This time the query’s selecting all the female employees who joined after some time in a particular team. (Suppose the team is huge, like a product group)

SELECT id FROM employees WHERE gender = 1 AND team = 1 AND join_time > ‘2008-10-10 00:00:00’;

I no longer remember how long this query takes without any indexing. After I added the index (join_time, gender, team), the query did not improve. So I did an EXPLAIN, and it shows that the index (join_time, gender, team) is considered, but not used. So I had to use FORCE INDEX to tell the optimizer to use the index. Not that it lead to a good result – around 3:45 minutes :( I found out the later the reason why the optimizer decided not to use the index is because the percentage of the records being female from team #1 is too high. MySQL thinks it’s not worth loading the index and then the actual records, compared to just doing a full table scan.

After the experience with finding when the last employee joined a particular team, I created the index (gender, team, join_time). So all the exact match fields first. I still have to use FORCE INDEX, but the query dropped to 1:30 minutes!

Of course, 1:30 is still not desirable. The query is executed every time a detection algorithm runs, which takes around a minute. But the query returns 9 million rows – not sure what else can be down to speed it up. According to someone on the MySQL forum, 1:30 minutes for 9 million record retrieval seems pretty good.

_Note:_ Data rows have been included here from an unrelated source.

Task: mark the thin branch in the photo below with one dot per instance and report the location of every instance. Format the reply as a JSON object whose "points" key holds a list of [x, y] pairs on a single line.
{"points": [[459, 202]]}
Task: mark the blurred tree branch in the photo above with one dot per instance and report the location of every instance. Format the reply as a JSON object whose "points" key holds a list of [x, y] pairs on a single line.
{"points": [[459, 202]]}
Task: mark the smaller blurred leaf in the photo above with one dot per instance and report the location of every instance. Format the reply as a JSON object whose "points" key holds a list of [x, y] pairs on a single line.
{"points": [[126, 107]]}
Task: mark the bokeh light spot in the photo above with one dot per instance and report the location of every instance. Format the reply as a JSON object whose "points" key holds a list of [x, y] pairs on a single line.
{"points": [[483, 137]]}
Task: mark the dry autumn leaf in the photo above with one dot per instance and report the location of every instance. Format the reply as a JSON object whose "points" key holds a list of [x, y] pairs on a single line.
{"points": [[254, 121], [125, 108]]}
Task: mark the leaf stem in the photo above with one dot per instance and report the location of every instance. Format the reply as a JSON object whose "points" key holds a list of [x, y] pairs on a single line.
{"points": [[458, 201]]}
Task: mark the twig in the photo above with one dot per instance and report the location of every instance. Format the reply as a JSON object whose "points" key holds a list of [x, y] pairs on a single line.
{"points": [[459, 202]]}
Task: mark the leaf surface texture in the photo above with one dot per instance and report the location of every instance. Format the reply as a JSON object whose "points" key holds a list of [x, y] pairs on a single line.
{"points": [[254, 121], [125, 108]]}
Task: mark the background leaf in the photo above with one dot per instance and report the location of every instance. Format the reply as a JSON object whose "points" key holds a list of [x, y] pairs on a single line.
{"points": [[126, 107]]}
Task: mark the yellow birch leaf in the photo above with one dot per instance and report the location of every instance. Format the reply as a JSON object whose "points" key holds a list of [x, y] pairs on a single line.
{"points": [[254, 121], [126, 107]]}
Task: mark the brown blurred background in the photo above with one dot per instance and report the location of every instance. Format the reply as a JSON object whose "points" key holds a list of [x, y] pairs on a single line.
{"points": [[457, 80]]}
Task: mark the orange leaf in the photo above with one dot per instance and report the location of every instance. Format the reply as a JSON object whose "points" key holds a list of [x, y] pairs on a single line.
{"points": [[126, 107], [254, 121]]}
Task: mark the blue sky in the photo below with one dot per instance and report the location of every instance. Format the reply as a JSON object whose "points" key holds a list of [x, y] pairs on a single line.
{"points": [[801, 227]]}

While I was searching for solutions before creating the proper index, I came across table partitioning. The basic idea is to partition the table in storage area so the DBMS knows where to search. There are four ways of partitioning, that I won’t go into details because you can find it here. So if I create range partitions on the join_time, then when I do a range query, MySQL will only search in the partitions that contains that range of time. Seems like a cool idea, will try when I get the chance to.